Encryption powers the modern internet. Without the ability
to exchange data packets privately and securely, e-commerce would not exist,
and users wouldn’t be able to safely authenticate themselves to internet sites.
The HyperText Transfer Protocol Secure is the most widely used form of
encryption on the web. Web servers and web browsers universally support HTTPS,
so the developer can divert all traffic to that protocol and guarantee secure
communication for their users. A web developer who wants to use HTTPS on their
site needs only to obtain a certificate from a certificate authority and
install it with their hosting provider. The ease with which you can get started
using encryption belies the complexity of what is happening when a website and
user agent interact over HTTPS. Modern cryptography—the study of methods of
encrypting and decrypting data—depends on techniques developed and actively
researched by mathematicians and security professionals.
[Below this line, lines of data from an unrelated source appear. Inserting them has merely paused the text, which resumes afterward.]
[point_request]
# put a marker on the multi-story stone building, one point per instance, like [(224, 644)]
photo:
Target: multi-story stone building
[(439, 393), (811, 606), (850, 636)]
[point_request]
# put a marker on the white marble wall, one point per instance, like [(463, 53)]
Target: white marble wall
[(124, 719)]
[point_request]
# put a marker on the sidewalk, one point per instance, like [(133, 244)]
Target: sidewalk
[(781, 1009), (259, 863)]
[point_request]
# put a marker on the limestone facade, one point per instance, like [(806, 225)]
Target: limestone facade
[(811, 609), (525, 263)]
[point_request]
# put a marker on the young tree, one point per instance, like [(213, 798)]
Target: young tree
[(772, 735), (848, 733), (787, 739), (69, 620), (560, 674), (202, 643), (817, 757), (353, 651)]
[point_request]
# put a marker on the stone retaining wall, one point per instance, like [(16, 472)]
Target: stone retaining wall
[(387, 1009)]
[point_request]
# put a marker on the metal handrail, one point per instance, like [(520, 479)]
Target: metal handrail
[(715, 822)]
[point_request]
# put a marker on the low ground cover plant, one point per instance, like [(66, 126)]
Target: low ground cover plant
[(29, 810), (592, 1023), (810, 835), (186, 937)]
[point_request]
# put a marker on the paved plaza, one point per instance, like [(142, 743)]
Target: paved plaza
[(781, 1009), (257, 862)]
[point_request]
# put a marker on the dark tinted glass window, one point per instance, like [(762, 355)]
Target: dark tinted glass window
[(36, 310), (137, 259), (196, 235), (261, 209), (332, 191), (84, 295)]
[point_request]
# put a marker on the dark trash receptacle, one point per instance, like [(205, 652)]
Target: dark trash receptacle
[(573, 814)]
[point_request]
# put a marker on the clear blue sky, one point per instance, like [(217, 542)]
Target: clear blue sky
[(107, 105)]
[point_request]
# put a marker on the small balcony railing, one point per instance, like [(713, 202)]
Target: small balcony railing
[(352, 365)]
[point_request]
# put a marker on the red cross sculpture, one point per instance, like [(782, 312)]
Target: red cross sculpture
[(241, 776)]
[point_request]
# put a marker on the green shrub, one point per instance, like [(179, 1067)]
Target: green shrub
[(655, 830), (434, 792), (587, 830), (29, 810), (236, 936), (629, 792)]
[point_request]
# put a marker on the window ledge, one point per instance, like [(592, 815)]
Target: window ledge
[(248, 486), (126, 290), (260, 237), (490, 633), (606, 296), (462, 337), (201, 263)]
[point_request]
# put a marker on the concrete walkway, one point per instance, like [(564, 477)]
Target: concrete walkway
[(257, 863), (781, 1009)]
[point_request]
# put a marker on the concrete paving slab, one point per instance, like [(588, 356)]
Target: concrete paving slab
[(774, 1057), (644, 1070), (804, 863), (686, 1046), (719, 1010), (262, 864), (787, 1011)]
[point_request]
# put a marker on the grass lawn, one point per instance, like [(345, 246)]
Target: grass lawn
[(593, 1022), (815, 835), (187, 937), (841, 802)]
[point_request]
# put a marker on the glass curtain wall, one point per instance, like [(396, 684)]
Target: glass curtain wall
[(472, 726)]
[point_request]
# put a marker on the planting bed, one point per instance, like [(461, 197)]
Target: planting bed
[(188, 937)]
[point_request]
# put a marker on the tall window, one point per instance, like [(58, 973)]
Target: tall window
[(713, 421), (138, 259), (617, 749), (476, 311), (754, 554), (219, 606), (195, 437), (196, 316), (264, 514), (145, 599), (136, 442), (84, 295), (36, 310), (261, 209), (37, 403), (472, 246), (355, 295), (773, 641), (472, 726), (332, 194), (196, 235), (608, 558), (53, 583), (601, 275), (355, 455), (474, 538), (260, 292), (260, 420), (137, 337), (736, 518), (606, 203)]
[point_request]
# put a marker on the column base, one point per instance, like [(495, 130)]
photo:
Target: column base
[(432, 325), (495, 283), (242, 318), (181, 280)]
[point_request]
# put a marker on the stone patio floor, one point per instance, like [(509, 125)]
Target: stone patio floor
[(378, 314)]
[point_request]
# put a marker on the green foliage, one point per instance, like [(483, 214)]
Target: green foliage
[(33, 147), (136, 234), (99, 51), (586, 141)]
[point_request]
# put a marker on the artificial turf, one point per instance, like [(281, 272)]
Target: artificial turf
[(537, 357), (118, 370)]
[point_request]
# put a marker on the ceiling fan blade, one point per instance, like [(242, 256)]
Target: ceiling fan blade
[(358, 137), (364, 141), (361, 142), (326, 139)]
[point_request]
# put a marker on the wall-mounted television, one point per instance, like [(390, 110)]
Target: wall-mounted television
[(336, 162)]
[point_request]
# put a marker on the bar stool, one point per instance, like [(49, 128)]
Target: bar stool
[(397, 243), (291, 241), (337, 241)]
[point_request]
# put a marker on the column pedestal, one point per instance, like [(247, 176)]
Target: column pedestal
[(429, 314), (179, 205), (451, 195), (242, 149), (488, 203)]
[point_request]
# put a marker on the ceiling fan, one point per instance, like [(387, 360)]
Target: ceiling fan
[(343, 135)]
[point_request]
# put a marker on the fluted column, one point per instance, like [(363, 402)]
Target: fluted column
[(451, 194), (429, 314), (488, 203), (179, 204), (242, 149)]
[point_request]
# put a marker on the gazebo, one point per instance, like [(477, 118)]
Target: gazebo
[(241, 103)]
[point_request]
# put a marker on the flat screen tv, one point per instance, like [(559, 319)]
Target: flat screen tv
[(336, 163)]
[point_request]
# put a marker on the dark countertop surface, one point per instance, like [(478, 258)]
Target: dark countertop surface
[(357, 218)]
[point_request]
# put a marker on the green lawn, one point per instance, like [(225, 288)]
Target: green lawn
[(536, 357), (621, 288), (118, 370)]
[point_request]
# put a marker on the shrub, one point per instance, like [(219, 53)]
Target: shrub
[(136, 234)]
Thankfully, the
abstracted layers of the Internet Protocol mean you don’t need to know linear
algebra or number theory to use their discoveries. But the more you understand
about the underlying algorithms, the more you will be able to preempt potential
risks.
Encryption in the Internet Protocol
Recall that messages sent over the internet are split into
data packets and directed toward their eventual destination via the
Transmission Control Protocol (TCP). The recipient computer assembles these TCP
packets back into the original message. TCP doesn’t dictate how the data being
sent is meant to be interpreted. For that to happen, both computers need to
agree on how to interpret the data being sent, using a higher-level protocol
such as HTTP. TCP also does nothing to disguise the content of the packets
being sent. Unsecured TCP conversations are vulnerable to man-in-themiddle
attacks, whereby malicious third parties intercept and read the packets as they
are transmitted. To avoid this, HTTP conversations between a browser and a web
server are secured by Transport Layer Security (TLS), a method of encryption
that provides both privacy (by ensuring data packets can’t be deciphered by a
third party) and data integrity (by ensuring that any attempt to tamper with
the packets in transit will be detectable). HTTP conversations conducted using
TLS are called HTTP Secure (HTTPS) conversations. When your web browser
connects to an HTTPS website, the browser and web server negotiate which
encryption algorithms to use as part of the TLS handshake—the exchange of data
packets that occurs when a TLS conversation is initiated. To make sense of what
happens during the TLS handshake, we need to take a brief detour into the
various types of encryption algorithms. Time for some light mathematics!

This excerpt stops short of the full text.